01.02.2008 | 18:01 Uhr

Schüren. "Den kennt doch jeder." Solch ein Satz ist leicht dahergesagt. Es gibt natürlich keinen, den jeder wirklich kennt. Aber es gibt einige wenige Leute, von denen wir das gerne glauben möchten. ...

... Reinhold Venebusch war einer, den immerhin fast jeder kannte. Ein großer Abschied war das gestern in Schüren. Und ein bemerkenswerter dazu: Ein Abschied in einer Kirche für einen Mann, der gar keiner Kirche angehörte. Mit einer Abschiedsrede von einem guten Freund, Gert Rohr, der ebenfalls vor vielen Jahren schon der Kirche den Rücken gekehrt hat. Und mit einem Pfarrer, der mit viel Gefühl die Lebensleistung von Reinhold Vennebusch würdigte.

Das evangelische Gotteshaus an der Schürener Straße war voll. Freunde, Wegbegleiter, Genossen, Gewerkschafter, einstige politische Widersacher und Schürener Bürger aus allen gesellschaftlichen Schichten waren gekommen, um vor allem eines auszudrücken: tiefen Respekt.

Respekt vor einem, der sich eingemischt hatte. Der Aplerbeck jahrzehntelang als Bezirksvertreter und Bezirksvorsteher politisch geprägt hat. Der der Bezirksvetretung 29 Jahre lang angehörte, und nicht eine einzige Sitzung versäumte. Welche Quellen diese Disziplin und diese soziale Einstellung speisten, weiß Gerhart Rohr, der die Trauerrede für seinen Freund hielt. "Reinhold Vennebusch hat die Härten des Lebens gespürt. Er hat früh festgestellt, dass dir im Leben nichts geschenkt wird." Rohr erinnerte an den feinen Familienmenschen Vennebusch und an den streitbaren Politiker mit Ecken und Kanten und einer manchmal rauen Fassade.
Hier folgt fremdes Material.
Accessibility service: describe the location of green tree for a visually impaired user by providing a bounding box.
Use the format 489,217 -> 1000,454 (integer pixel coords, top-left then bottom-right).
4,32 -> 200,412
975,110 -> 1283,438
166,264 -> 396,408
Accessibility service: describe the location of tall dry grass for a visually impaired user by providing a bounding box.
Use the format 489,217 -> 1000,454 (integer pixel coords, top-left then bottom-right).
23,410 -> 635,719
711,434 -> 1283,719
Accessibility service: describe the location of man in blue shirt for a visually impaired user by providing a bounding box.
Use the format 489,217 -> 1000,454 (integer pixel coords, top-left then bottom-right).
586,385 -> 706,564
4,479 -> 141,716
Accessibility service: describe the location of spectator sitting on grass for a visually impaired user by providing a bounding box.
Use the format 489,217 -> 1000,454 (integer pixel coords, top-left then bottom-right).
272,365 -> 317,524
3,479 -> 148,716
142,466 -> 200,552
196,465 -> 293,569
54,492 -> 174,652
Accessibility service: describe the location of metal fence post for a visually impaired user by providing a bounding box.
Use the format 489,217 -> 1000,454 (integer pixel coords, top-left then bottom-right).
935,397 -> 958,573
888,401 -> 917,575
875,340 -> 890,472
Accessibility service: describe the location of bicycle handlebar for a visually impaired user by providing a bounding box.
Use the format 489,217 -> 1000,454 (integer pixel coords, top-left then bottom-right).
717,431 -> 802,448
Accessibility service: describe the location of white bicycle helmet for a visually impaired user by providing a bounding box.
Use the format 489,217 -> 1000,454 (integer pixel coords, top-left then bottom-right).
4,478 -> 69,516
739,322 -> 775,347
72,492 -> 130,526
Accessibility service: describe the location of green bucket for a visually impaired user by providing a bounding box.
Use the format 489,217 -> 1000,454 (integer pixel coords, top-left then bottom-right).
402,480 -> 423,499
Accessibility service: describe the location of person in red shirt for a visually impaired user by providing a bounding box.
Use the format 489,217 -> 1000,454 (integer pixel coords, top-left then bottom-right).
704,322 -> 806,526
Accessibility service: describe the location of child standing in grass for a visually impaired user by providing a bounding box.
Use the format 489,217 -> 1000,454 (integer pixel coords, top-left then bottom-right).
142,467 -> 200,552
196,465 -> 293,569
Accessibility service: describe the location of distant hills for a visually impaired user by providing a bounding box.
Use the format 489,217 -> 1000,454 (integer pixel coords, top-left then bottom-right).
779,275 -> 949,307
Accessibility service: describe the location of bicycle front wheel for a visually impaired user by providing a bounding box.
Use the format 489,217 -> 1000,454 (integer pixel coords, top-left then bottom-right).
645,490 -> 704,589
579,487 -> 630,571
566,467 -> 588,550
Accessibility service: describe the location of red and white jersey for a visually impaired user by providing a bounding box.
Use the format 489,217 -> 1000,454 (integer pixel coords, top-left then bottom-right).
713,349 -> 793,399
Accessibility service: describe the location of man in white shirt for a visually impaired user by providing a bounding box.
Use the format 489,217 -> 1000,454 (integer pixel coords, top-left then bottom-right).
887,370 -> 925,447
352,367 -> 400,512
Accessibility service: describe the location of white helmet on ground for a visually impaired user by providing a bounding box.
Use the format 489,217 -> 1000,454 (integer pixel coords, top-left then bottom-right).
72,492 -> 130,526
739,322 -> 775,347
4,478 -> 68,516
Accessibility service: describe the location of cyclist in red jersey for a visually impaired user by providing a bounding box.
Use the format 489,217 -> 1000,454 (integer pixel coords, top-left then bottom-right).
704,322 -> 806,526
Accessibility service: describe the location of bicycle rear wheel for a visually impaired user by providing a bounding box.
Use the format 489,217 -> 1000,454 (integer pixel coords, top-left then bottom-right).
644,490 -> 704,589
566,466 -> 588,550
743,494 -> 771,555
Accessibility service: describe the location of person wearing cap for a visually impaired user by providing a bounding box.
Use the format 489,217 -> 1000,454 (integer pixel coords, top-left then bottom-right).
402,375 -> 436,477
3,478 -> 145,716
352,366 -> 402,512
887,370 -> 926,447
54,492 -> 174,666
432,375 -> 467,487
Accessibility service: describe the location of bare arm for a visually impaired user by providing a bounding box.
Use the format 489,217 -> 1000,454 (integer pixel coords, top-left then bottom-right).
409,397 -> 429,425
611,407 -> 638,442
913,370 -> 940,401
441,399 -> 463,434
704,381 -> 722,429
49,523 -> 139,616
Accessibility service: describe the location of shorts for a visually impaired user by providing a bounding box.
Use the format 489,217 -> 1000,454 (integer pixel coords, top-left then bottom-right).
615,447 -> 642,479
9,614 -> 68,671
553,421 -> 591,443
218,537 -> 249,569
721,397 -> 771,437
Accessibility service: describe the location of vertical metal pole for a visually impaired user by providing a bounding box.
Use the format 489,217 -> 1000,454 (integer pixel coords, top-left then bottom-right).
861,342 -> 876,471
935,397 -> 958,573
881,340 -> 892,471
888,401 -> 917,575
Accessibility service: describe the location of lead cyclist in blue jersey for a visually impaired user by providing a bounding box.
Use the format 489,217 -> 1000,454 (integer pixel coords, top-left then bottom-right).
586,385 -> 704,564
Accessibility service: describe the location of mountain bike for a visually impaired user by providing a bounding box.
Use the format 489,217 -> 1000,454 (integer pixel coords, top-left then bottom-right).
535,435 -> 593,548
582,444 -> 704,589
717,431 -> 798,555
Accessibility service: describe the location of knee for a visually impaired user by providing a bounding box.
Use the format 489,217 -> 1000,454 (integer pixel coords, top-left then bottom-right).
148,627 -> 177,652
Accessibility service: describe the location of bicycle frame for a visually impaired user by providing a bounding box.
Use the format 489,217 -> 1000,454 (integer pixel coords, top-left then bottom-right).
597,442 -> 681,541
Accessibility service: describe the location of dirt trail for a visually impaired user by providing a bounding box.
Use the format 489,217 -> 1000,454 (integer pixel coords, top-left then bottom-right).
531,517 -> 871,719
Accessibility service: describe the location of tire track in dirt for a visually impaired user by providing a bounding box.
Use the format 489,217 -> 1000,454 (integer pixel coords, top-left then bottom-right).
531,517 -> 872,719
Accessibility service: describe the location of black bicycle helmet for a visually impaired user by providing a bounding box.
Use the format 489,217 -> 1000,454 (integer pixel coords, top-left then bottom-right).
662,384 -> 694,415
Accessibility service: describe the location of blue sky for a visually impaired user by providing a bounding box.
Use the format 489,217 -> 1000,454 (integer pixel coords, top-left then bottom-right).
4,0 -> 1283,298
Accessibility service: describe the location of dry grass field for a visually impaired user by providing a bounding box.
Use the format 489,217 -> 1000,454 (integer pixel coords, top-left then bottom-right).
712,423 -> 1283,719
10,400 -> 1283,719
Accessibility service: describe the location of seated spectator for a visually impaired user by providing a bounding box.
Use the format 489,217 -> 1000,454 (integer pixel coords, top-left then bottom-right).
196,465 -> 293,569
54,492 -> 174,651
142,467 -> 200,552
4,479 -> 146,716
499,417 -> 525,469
"Reinhold Vennebusch hat die Kirchengemeinden vor Ort sehr unterstützt", stellte Pfarrer Hanns Lessing fest. Für einen, der sich in einem so ungewöhnlichen Maße sozial engagierte, gestaltete Lessing einen Abschied mit, der "im Ablauf wie eine kirchliche Beerdigung" sein sollte. Und doch irgendwie ganz anders war: Mit Glockengeläut und Arbeiterliedern, mit Frank Sinatras Abschiedshymne "My way" und dem tiefroten "Brüder, zur Sonne, zur Freiheit."
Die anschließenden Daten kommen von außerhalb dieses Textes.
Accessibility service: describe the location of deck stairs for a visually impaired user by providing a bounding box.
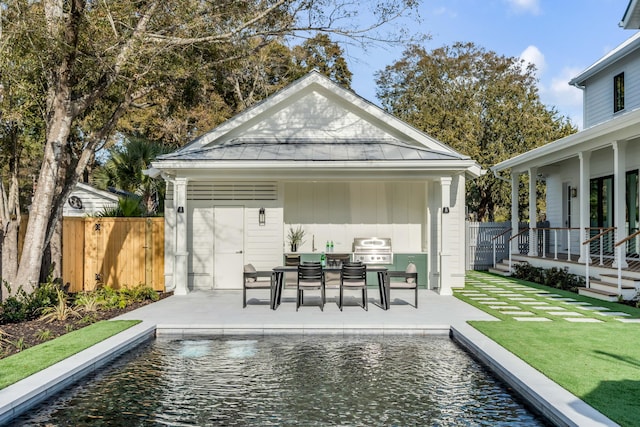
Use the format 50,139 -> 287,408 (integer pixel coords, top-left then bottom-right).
489,255 -> 640,302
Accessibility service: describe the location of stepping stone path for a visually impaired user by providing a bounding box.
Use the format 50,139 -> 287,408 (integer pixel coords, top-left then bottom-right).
459,272 -> 640,323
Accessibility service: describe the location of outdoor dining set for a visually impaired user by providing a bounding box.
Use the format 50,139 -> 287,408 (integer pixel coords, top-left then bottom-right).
242,262 -> 418,311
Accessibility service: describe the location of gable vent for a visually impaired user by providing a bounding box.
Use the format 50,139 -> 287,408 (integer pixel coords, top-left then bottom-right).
187,182 -> 278,201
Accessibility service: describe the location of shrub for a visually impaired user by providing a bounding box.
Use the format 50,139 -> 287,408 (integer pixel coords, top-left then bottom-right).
41,289 -> 80,322
74,292 -> 101,313
514,263 -> 585,292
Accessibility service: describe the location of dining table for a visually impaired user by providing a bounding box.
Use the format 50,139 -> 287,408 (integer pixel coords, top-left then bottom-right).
270,265 -> 389,310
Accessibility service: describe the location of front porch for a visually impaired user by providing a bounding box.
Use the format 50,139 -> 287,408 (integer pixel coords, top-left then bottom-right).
489,227 -> 640,301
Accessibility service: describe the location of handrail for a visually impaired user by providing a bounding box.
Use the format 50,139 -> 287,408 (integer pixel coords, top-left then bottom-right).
532,227 -> 580,231
613,230 -> 640,248
491,227 -> 512,240
582,227 -> 616,245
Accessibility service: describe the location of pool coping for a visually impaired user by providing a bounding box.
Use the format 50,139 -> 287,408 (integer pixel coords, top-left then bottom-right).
0,321 -> 617,427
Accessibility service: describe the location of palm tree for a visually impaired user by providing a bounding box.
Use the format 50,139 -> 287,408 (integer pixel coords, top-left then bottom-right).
92,138 -> 170,215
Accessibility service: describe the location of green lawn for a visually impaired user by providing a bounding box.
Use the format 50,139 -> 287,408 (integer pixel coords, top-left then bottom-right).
0,320 -> 140,389
456,272 -> 640,426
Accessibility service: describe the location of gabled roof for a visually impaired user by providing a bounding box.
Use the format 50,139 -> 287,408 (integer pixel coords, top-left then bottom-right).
490,109 -> 640,172
162,138 -> 459,161
569,31 -> 640,87
619,0 -> 640,30
152,71 -> 481,176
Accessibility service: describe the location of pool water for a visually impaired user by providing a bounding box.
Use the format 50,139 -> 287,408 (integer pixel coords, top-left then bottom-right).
16,336 -> 546,426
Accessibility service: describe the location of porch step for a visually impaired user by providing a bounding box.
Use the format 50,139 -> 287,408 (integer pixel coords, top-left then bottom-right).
489,264 -> 511,277
600,274 -> 640,289
578,287 -> 618,302
589,277 -> 638,300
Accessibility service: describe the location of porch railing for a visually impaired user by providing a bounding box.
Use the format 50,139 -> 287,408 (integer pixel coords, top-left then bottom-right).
582,227 -> 620,288
614,230 -> 640,295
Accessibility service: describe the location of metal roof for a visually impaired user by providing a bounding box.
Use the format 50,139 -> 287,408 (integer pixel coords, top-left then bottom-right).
158,138 -> 468,161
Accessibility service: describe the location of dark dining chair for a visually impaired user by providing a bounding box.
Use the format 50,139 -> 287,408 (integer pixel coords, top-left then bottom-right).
296,263 -> 325,311
242,264 -> 274,308
338,263 -> 369,311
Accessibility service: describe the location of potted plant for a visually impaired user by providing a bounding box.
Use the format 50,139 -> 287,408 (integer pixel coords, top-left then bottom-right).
287,225 -> 304,252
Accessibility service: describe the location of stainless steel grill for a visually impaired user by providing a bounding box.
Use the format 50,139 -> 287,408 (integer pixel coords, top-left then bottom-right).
353,237 -> 393,264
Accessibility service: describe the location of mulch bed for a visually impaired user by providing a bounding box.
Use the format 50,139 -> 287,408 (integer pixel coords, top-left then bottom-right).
0,293 -> 172,359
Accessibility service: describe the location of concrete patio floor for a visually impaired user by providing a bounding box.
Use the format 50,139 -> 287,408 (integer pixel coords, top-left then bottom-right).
0,289 -> 616,426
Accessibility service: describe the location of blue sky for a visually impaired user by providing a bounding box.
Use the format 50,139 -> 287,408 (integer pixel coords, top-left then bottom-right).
345,0 -> 635,128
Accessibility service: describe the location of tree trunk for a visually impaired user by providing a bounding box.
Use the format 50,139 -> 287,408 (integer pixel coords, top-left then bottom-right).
16,94 -> 72,293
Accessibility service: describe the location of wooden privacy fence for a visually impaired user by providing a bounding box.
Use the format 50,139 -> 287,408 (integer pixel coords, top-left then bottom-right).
62,217 -> 164,292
"Der kannte alle, der konnte organisieren. Reinhold war nie ein Theoretiker, sondern er hat die Politik im besten Sinne als Handwerk betrachtet", sagte die Abgeordnete Ulla Burchardt, für die Vennebusch vier Bundestagswahlkämpfe organisiert hatte. Und diejenigen, mit denen der 100-Prozent-Sozialdemokrat mal angeeckt hatte, honrierten gestern dessen Gradlinigkeit durch ihre Anwesenheit.
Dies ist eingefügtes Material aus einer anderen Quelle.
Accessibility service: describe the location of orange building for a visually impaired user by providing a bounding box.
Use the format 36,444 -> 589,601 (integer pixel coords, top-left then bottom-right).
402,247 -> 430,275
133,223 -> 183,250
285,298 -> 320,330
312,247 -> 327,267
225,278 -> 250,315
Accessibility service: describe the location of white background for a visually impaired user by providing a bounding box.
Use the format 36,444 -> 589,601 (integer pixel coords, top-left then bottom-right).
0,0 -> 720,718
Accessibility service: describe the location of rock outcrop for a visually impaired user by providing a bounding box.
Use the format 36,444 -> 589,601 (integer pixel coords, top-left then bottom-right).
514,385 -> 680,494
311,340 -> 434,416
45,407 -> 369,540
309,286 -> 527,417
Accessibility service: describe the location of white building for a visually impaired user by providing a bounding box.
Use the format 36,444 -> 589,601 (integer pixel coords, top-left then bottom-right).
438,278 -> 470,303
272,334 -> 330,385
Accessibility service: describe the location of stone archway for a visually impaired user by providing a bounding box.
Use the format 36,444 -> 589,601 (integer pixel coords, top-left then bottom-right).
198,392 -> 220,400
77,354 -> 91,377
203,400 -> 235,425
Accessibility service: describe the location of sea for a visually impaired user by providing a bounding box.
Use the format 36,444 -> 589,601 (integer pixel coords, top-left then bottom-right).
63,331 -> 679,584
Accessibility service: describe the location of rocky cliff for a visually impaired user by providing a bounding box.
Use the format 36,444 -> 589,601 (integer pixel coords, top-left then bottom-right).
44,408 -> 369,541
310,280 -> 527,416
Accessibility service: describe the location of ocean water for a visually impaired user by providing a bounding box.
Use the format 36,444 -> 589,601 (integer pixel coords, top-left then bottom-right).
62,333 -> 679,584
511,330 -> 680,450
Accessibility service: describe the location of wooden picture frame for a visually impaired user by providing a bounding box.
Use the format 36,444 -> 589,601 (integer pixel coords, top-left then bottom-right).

Die Trauergäste waren sich einig, dass sie diesen temperamentvollen Genossen vermissen werden. So viele echt kantige Typen gibt es ja nicht mehr in den Parteien. Jetzt ist es wieder einer weniger. Und die anderen, die Weichgespülten, die jedes Wort sorgsam abwägen, die will ja eigentlich keiner kennen.